Der Roman ist in einem Wort „unbeschreiblich unfassbar wundebar“ (wer behauptet dass ich zählen kann… ). Es geht um eine vierköpfige Familie, in der die ältere Tochter aufgrund einer Magersucht im Krankenhaus ist. Weit weg von ihrer Familie. Phoebe, die kleinere Schwester, deren Alter nie genannt wird, aber die ich nach knapp der Hälfte des Buches auf ca. 10 Jahre schätzen würde, schreibt ihrer Schwester April Briefe und diese Briefe bilden im Prinzip den Roman. Und dieses wundervolle altkluge und warmherzige Mädchen hat sich tief in mein Herz vergraben und Lindners Schreibe gleich mit.

Ich kann dem glaube ich mit meinen Worten gar nicht gerecht werden, aber die Autorin verfasst Sätze, die mich innehalten und aufseufzen lassen und die mich schon das ein oder andere Mal tief berührt haben und die tatsächlich, was ich in der Form noch niemals bei einer Autorin hatte, irgendetwas in mir bewegen.
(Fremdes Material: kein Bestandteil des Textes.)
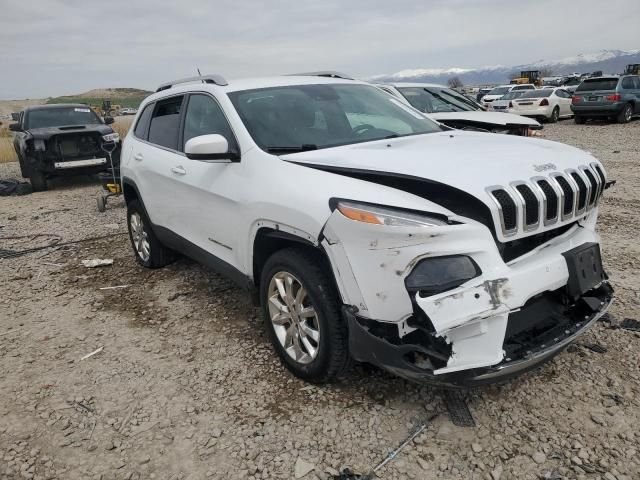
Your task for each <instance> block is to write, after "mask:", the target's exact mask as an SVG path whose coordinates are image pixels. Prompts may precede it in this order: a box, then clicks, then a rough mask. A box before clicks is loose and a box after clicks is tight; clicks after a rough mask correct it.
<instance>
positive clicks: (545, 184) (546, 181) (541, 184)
mask: <svg viewBox="0 0 640 480" xmlns="http://www.w3.org/2000/svg"><path fill="white" fill-rule="evenodd" d="M537 183H538V186H539V187H540V190H541V191H542V194H543V195H544V198H545V199H546V205H547V208H546V210H545V214H544V219H545V223H549V222H552V221H553V220H555V219H556V218H558V200H559V199H558V194H557V193H556V191H555V190H554V189H553V187H552V186H551V184H550V183H549V182H548V181H547V180H538V182H537Z"/></svg>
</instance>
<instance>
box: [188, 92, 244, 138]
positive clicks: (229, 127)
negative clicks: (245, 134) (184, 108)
mask: <svg viewBox="0 0 640 480" xmlns="http://www.w3.org/2000/svg"><path fill="white" fill-rule="evenodd" d="M212 133H218V134H220V135H222V136H223V137H224V138H226V139H227V142H229V145H232V144H234V143H235V140H234V136H233V132H232V131H231V127H230V126H229V123H228V122H227V119H226V118H225V116H224V113H223V112H222V109H221V108H220V106H219V105H218V102H216V101H215V100H214V99H213V98H211V97H210V96H208V95H202V94H197V95H191V96H190V97H189V103H188V105H187V112H186V114H185V117H184V135H183V144H182V147H183V149H184V145H185V144H186V143H187V140H189V139H191V138H193V137H198V136H200V135H209V134H212Z"/></svg>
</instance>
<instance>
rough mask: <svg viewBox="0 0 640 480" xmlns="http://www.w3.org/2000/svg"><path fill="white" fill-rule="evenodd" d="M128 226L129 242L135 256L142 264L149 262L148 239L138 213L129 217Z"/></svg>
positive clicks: (132, 213)
mask: <svg viewBox="0 0 640 480" xmlns="http://www.w3.org/2000/svg"><path fill="white" fill-rule="evenodd" d="M129 225H130V227H131V241H132V242H133V248H134V249H135V251H136V254H137V255H138V256H139V257H140V259H141V260H142V261H143V262H147V261H149V257H150V256H151V245H150V244H149V237H148V236H147V232H146V231H145V229H144V223H143V221H142V217H141V216H140V214H139V213H138V212H133V213H132V214H131V216H130V217H129Z"/></svg>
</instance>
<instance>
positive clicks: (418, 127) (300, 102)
mask: <svg viewBox="0 0 640 480" xmlns="http://www.w3.org/2000/svg"><path fill="white" fill-rule="evenodd" d="M229 98H230V99H231V102H232V103H233V106H234V107H235V108H236V110H237V112H238V114H239V115H240V118H241V119H242V121H243V123H244V124H245V126H246V127H247V130H248V131H249V133H250V134H251V137H252V138H253V140H254V141H255V142H256V143H257V144H258V145H259V146H260V147H261V148H262V149H263V150H266V151H268V152H270V153H275V154H278V153H287V152H298V151H304V150H315V149H319V148H328V147H335V146H338V145H348V144H352V143H359V142H368V141H373V140H381V139H384V138H395V137H403V136H407V135H419V134H423V133H432V132H437V131H441V128H440V126H439V125H438V124H437V123H435V122H433V121H432V120H429V119H428V118H426V117H425V116H424V115H422V114H420V113H419V112H417V111H415V110H414V109H413V108H411V107H409V106H407V105H405V104H403V103H402V101H401V100H398V99H397V98H393V97H391V96H389V95H388V94H386V93H384V92H382V91H380V90H378V89H377V88H376V87H373V86H369V85H346V84H332V85H330V84H319V85H292V86H283V87H271V88H261V89H256V90H241V91H238V92H231V93H229Z"/></svg>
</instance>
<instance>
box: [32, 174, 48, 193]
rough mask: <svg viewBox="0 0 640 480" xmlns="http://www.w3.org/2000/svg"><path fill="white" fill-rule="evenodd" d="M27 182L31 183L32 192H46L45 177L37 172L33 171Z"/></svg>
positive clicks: (46, 181)
mask: <svg viewBox="0 0 640 480" xmlns="http://www.w3.org/2000/svg"><path fill="white" fill-rule="evenodd" d="M29 182H31V188H33V191H34V192H44V191H46V190H47V187H48V186H47V177H45V176H44V174H43V173H42V172H39V171H38V170H33V171H32V172H31V177H30V178H29Z"/></svg>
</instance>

Sehr literarisch, poetisch und verspielt, dabei aber klar und leicht zu verstehen. Wunderschöne Bilder und Wortspiele, die ich noch nie gelesen habe. Auf Seite 55 bin ich beim Lesen aufgesprungen und an den PC gestürzt, um meine Gedanken in der Leserunde sofort aufzuschreiben.

Leider habe ich die vage Vermutung, dass Lindner mir im Laufe des Romans das Herz brechen wird. Das kann doch alles fast nicht gut ausgehen.